We agree with the reviewer that TLC densitometry is semi-quantitative and we do not argue otherwise. We followed a standard in the field, which uses nucleotide extractions coupled with TLC to assess relative levels of the nucleotides. While total amounts deposited on the plate may not be perfect, our densitometry assesses relative amounts. Arguably, by the quantification represented in Figure 5—figure supplement 1, the relative ratios of nucleotides are quite consistent. Even if you remove the semi-quantitative densitometry, the qualitative assessment of nucleotide distribution clearly shows that the UW mlaF mutant accumulates ppGpp in a reproducible fashion.

We are including several examples where TLC quantification of nucleotides was utilized in the literature:

https://www.pnas.org/content/115/29/E6845#s-1

https://jb.asm.org/content/202/12/e00045-20

https://www.ncbi.nlm.nih.gov/pmc/articles/PMC5845004/

https://www.ncbi.nlm.nih.gov/pmc/articles/PMC2771346/

[Editors' note: further revisions were suggested prior to acceptance, as described below.]

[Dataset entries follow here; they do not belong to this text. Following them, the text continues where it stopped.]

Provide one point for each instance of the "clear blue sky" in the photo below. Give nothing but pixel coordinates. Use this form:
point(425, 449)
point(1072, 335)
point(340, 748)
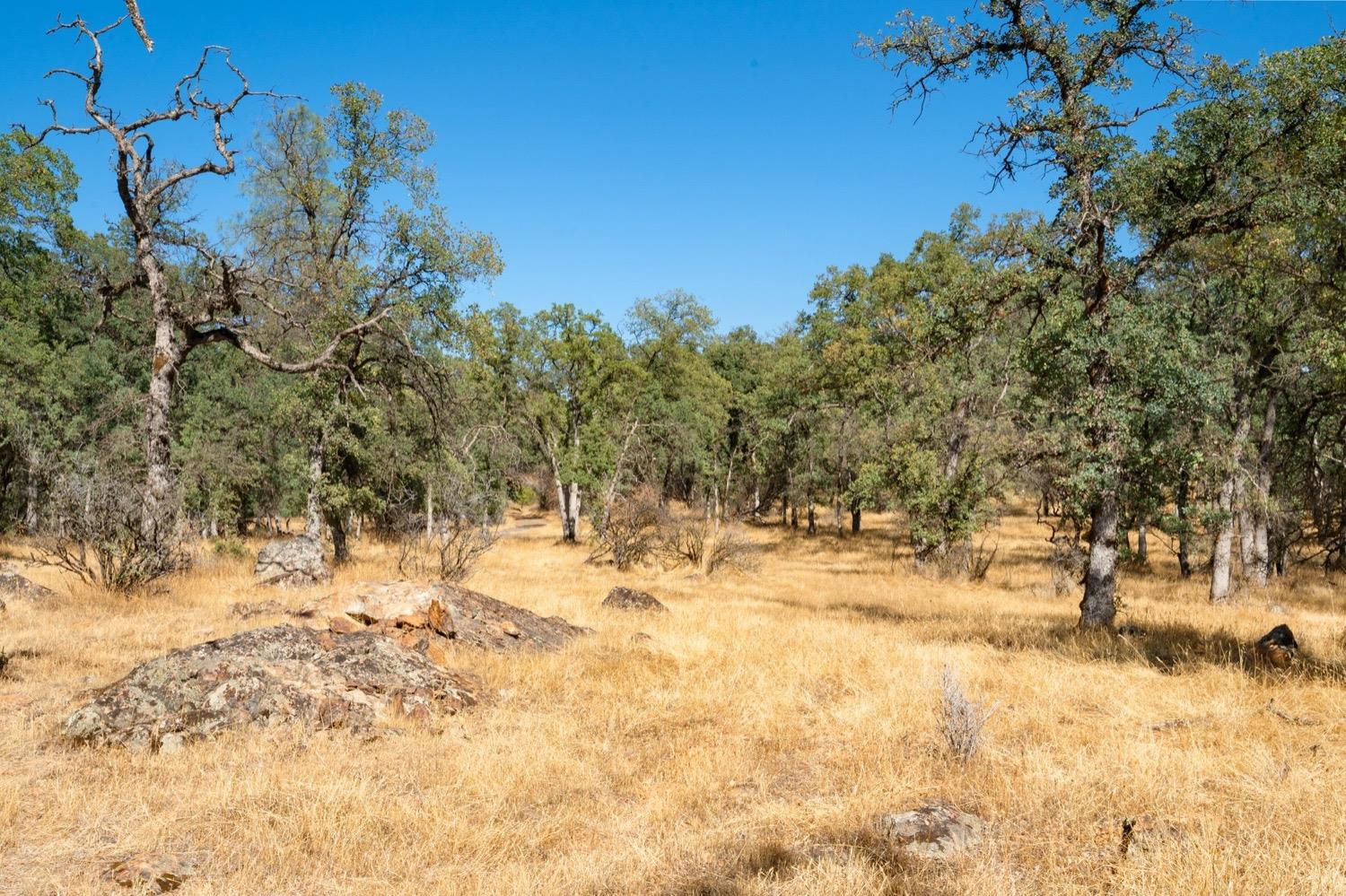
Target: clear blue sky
point(616, 150)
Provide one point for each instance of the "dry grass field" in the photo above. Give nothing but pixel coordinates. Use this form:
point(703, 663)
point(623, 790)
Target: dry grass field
point(766, 715)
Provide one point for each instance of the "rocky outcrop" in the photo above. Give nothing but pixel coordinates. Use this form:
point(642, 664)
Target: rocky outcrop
point(293, 561)
point(269, 675)
point(624, 597)
point(150, 872)
point(433, 615)
point(931, 831)
point(13, 586)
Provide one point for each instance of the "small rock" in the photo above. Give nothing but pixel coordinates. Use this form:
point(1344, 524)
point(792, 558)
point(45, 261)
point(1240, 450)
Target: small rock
point(1278, 648)
point(632, 599)
point(15, 586)
point(293, 561)
point(1146, 833)
point(344, 624)
point(156, 871)
point(933, 831)
point(260, 608)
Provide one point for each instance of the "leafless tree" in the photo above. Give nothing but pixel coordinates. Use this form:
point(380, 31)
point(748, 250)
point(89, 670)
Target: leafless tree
point(197, 293)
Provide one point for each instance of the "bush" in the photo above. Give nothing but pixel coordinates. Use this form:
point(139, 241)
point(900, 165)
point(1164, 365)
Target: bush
point(633, 532)
point(99, 535)
point(961, 720)
point(710, 548)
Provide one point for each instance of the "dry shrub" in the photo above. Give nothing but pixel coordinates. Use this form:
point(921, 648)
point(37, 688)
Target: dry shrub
point(449, 552)
point(710, 548)
point(960, 718)
point(633, 530)
point(97, 533)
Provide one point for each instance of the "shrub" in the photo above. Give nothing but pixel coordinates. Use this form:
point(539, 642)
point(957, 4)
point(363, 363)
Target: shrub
point(710, 548)
point(633, 530)
point(97, 533)
point(961, 720)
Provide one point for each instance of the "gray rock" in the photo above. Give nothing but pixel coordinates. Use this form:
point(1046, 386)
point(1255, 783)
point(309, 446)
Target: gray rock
point(438, 615)
point(269, 675)
point(632, 599)
point(293, 561)
point(150, 872)
point(13, 586)
point(931, 831)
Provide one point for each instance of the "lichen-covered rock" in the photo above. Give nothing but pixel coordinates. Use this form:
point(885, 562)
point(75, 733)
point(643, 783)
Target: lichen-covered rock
point(156, 872)
point(622, 597)
point(931, 831)
point(441, 613)
point(13, 586)
point(293, 561)
point(269, 675)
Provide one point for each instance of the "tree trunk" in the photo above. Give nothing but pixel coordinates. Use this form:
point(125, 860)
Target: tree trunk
point(30, 494)
point(341, 553)
point(430, 511)
point(1245, 526)
point(156, 514)
point(1184, 535)
point(1219, 559)
point(1098, 605)
point(1222, 553)
point(314, 508)
point(570, 500)
point(957, 436)
point(1260, 570)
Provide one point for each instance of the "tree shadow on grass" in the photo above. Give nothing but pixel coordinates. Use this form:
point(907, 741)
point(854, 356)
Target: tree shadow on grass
point(1168, 648)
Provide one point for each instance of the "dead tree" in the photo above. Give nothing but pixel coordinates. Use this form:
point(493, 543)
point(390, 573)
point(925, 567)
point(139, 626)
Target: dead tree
point(206, 301)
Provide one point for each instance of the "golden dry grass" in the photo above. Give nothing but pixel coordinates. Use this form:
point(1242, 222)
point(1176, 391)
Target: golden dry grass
point(766, 713)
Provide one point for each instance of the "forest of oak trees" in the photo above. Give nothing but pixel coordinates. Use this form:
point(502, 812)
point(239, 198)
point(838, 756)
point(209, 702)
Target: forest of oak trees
point(1158, 357)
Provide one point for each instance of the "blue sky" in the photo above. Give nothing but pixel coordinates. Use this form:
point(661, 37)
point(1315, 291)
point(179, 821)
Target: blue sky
point(616, 150)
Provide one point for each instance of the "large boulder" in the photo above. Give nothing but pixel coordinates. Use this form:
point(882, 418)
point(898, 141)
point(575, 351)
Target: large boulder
point(269, 675)
point(13, 586)
point(433, 615)
point(293, 561)
point(622, 597)
point(931, 831)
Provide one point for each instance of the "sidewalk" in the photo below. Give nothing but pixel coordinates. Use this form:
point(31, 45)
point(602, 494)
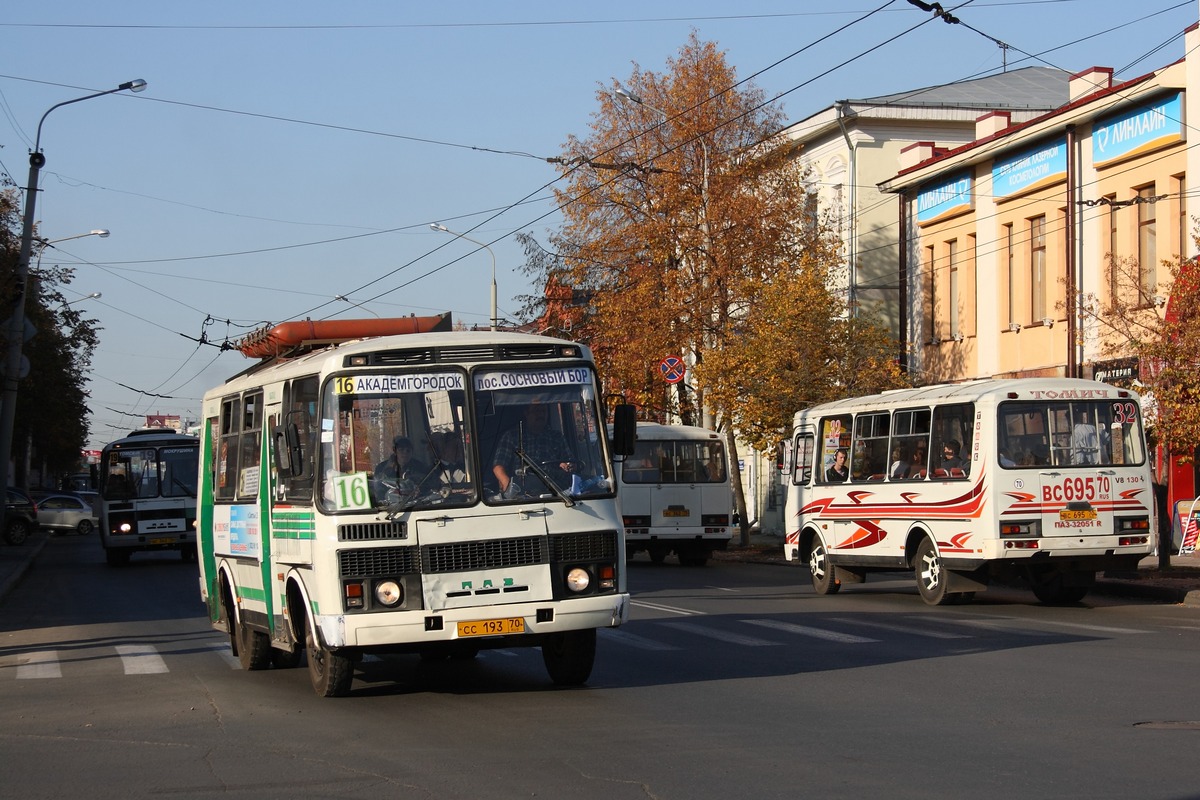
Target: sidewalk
point(15, 560)
point(1180, 584)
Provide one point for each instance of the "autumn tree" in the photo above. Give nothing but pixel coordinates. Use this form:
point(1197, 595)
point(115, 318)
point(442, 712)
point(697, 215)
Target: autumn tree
point(682, 211)
point(51, 425)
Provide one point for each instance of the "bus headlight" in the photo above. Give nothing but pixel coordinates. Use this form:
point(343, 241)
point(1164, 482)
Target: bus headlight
point(577, 579)
point(389, 593)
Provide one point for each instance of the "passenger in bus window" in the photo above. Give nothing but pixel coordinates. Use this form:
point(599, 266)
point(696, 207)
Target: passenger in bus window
point(838, 473)
point(543, 444)
point(400, 465)
point(899, 468)
point(919, 462)
point(951, 458)
point(1085, 445)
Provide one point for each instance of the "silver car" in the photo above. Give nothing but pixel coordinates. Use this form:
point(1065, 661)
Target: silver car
point(66, 512)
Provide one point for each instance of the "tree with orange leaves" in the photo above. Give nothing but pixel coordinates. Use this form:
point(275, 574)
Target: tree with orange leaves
point(688, 229)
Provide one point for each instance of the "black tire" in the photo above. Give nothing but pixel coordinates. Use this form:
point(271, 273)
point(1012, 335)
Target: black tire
point(1051, 589)
point(330, 673)
point(253, 647)
point(17, 531)
point(569, 656)
point(930, 575)
point(823, 581)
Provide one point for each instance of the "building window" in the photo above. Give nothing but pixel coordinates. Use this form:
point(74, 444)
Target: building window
point(1147, 246)
point(1037, 268)
point(1114, 269)
point(1181, 216)
point(931, 306)
point(952, 256)
point(1011, 260)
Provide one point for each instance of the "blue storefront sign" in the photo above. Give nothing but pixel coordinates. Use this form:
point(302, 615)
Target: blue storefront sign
point(1140, 130)
point(1030, 169)
point(945, 199)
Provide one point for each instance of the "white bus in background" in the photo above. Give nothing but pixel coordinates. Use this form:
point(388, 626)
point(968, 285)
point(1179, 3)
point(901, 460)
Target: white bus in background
point(312, 546)
point(148, 482)
point(675, 493)
point(1042, 479)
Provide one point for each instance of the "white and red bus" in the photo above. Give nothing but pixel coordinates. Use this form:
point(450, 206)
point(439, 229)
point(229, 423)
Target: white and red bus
point(1041, 479)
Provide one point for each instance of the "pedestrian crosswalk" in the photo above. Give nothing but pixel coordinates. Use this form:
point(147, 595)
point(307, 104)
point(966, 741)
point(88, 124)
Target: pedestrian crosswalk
point(669, 630)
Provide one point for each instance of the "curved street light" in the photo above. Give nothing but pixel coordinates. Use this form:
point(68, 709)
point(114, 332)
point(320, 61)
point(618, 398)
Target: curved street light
point(442, 228)
point(94, 295)
point(17, 320)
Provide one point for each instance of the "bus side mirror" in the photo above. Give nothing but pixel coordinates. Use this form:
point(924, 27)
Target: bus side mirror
point(288, 453)
point(624, 429)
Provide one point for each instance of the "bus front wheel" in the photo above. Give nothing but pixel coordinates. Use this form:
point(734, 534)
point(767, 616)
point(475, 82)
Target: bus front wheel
point(330, 673)
point(823, 581)
point(569, 656)
point(930, 575)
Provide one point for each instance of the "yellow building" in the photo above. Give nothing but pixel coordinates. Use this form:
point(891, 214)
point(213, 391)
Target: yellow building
point(1006, 239)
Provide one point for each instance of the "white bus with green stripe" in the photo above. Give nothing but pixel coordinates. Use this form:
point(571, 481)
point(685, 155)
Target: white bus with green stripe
point(319, 542)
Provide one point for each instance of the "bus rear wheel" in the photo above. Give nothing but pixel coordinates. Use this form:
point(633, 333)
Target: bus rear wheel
point(822, 572)
point(569, 656)
point(330, 673)
point(253, 647)
point(931, 576)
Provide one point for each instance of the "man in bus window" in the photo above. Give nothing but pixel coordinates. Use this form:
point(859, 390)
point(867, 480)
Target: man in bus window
point(899, 468)
point(400, 465)
point(951, 458)
point(838, 473)
point(541, 444)
point(919, 462)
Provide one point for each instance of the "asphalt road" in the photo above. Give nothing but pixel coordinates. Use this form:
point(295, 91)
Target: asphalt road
point(731, 680)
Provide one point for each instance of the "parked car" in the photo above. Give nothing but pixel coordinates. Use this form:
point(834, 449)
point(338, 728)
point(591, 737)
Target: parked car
point(21, 517)
point(66, 512)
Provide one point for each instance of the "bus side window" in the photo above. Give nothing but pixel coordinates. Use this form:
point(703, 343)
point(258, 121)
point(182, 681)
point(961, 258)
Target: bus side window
point(869, 451)
point(803, 452)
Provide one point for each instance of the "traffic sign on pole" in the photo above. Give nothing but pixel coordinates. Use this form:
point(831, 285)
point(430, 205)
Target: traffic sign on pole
point(672, 368)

The revised paper from Powers and co-workers is improved. The added controls and discussion of the results have addressed prior concerns related to the OMV assay. The only remaining issue with the paper is editorial. The text is repetitive and could be shortened. This paper is likely to be an important one in the field and therefore will have greater impact if its streamlined and easier to read. The paper currently devotes five paragraphs of the Introduction to summarize almost every aspect of the paper, which lacks concision. The "preview section" of the Introduction should be limited to one paragraph. This play-by-play summary is again repeated in the Discussion. While this is less of an issue here, it could also be paired down some to focus the Discussion on important concepts instead of dedicating a lot of text to repeating/summarizing the results.

Thank you again for your consideration and review of this manuscript. We are excited for this work to be available for the field. We have done our best to streamline the Introduction.